Rapeseed quotes in Paris remain under pressure, while Ukraine expects high prices in the new season

Rapeseed prices in Paris remain under pressure due to rising imports and forecasts of increased EU production in the 2025/26 season. Additionally, the market is under pressure from an increasing supply of rapeseed from the old harvest.
August rapeseed futures have fallen by 1.5% over the past month to €469/t (approximately $531/t). This decline is due not only to the expected 8% increase in the EU rapeseed harvest, but also to the fall in world prices for oil and biodiesel. Favorable weather conditions in the EU countries are improving the condition of crops, which leads to a decrease in prices for new crop rapeseed by €35–64/t compared to the old one.
Rapeseed imports to the EU from the start of the season to May 4 reached 5.68 million tonnes, which is 14% higher than last year. In particular:
- from Ukraine — 2.36 million tons (41.5%) compared to 3 million tons last year,
- from Australia — 2.346 million tons (41.3%) versus 1.36 million tons,
- from Canada — 621 thousand tons (10.9%) versus 103 thousand tons.

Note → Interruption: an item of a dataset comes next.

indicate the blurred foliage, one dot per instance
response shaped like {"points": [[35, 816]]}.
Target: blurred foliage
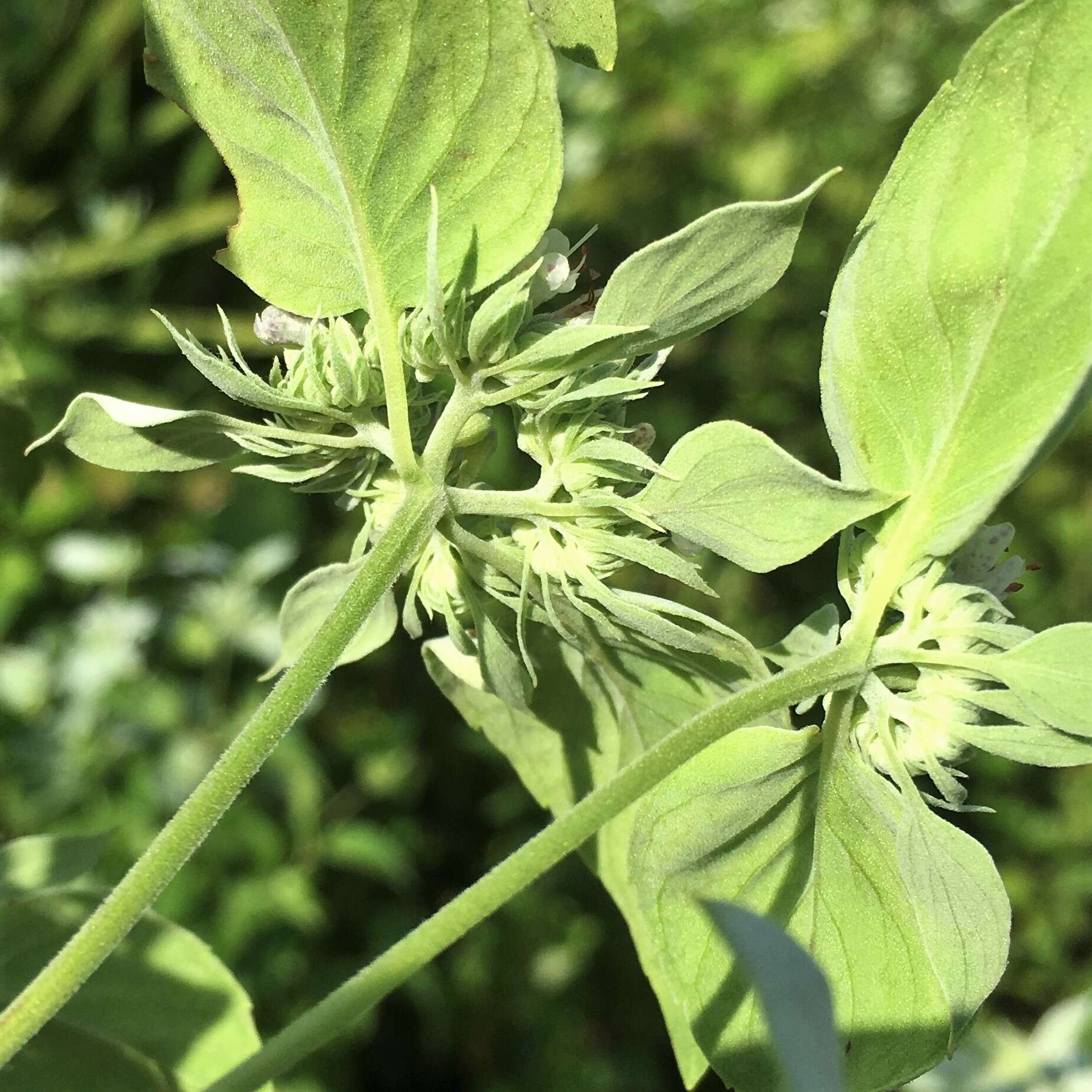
{"points": [[137, 612]]}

Canola imports from Australia and Canada grew particularly rapidly in the second half of the season, amid rising prices in the EU. In March 2025, Australia exported a record 907,000 tonnes of canola, of which 719,000 tonnes were to the EU (compared to 250,000 tonnes last year). In total, Australia exported 3.7 million tonnes between October 2024 and March 2025, which is higher than the previous season (3.22 million tonnes).
In Ukraine, the prospects for the new season’s rapeseed harvest have worsened due to dry weather and frosts in March-April. This may support high prices: traders are currently offering forward contracts at $500-505/t with delivery to Black Sea ports, although this season prices reached $560-565/t.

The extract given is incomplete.